深作 檀一雄さんについていえば、『火宅の人』の矢島恵子という、あれは実際に今も新劇で活躍なさっておられる方ですが、この方はずっと前、小さいときから知っていて、10年来のつき合いだったと映画の中でもふれてますから、それでその方との関係ばかりではなかったようですが、つまり女性関係というのは、ほかの関係も全部、逐一奥さんに報告したというわけではなくて、奥さんもよくご存じの人物、女性ですね、その関係があったから、しょっちゅう奥さんぐるみ、それから子どもさんたちぐるみを、お嫁に行ったりなんかしながらつき合ってきたということがあるので、それでもう否応なく話さざるを得ないような心境になったということがあったと思うんですよね。
小林 井上さんは原稿を大学ノートに横書きで、もう本当に豆粒みたいな字をびっしり書くんですね。そこにいっぱい書き込みを入れて、赤線を引っ張って、一目見たらもう何だか判読できないようなノートなんですけど、それを奥さんの郁子さんが全部清書なさって、それで完成稿になるんですね。だから、必ず井上さんの原稿は、奥さんが全部清書なさるんです。それで、たった1回ありましたわね、この『火宅の人』の中にも奥さんに口述筆記。そのときなんか原さん、どうですか、あのシーン見て。
原 井上さんの奥さんが、井上さんの原稿を清書するっていう問題は、ちょっと今の小林の話だと僕らが言いたかった意味は説明になってないんですけど、要するにですね、井上さんは自分の体験を題材を取って小説にしていくわけですよね。で、いろんな小説書いてますけれども、井上さんの青年時代にですね、井上さんが関わった女の人がいる。あとで僕ら調べたんですが、郁子夫人らしい女性、実際の事件をモデルに小説にしてるわけですよね。それは井上さんと井上さんの女性と、その奥さんとの三角関係なんですよね。それは、その三角関係の1人の女性が自殺未遂を図ったっていう、ちょっとそういうショッキングなケースなんですよ。それを小説に書いて、その事件を奥さんが清書してるということなんですよね。この『火宅の人』でも、いしだあゆみの奥さんが清書してますね。それはまさに浮気小説っていうふうに言ってましたけど、そういうことを奥さんが筆記してると。そういうところがシチュエーションとしては似てるんですよね。その辺の、そこがまさに共通点なんですが。

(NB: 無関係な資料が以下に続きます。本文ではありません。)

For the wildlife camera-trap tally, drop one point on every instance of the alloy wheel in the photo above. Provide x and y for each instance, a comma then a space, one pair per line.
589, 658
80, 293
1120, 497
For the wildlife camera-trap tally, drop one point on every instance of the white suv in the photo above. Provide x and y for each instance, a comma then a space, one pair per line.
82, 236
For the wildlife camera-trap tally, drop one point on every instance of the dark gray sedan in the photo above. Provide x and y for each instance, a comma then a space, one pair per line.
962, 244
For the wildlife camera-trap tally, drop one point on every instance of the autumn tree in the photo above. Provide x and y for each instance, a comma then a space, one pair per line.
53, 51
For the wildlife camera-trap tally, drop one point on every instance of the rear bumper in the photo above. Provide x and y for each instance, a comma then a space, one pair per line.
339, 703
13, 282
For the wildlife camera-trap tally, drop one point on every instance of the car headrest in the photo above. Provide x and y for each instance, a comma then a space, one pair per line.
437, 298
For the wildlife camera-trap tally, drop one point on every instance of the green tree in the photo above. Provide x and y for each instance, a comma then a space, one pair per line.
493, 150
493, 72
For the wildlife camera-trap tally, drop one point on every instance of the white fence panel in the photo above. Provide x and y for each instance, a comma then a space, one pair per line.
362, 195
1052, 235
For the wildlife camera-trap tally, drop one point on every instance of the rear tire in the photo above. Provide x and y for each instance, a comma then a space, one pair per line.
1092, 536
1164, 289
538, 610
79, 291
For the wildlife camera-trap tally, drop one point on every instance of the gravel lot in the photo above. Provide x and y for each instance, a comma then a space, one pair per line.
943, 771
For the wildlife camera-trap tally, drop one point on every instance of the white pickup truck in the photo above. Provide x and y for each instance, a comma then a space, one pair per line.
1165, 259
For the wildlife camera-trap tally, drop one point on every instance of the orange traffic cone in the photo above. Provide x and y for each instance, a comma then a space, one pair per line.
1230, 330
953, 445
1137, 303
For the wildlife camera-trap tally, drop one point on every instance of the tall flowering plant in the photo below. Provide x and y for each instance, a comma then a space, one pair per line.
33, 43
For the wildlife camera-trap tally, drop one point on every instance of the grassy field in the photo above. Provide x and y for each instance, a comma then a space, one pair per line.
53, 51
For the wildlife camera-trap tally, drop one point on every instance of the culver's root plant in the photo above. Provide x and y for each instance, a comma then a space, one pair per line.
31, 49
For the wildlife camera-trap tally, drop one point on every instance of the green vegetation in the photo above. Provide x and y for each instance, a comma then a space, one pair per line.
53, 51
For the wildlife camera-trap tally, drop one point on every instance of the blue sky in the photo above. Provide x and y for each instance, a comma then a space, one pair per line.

深作 今の件について言いますと、浮気小説を奥さんに口述筆記させたということは、私のほうで作り上げたフィクションなんですよね。
原 実際には全然違いますか?
深作 実際には違います。口述筆記はしょっちゅうやってた。それで、奥さんにはもちろんやってもらうし、それから矢島恵子、彼女にも口述筆記をやってもらう。それで、いよいよ間に合わなくなると、この両方、掛け持ちというか、取っ替えっこするから、えらい誤解を招く、誤解を招くんじゃない、やきもちを焼かれるというふうなことで揉めるというようなことですね。何か、ただ浮気小説を一貫して書き続けたということを大きなモチーフとして、あのドラマの中に取り上げてますから、そうすると口述筆記というのは、否応なくその浮気小説を口述したほうが面白いですからね。あれはフィクションだったんです。ただ、やはりしょっちゅう揉めたというようなことはあったようで。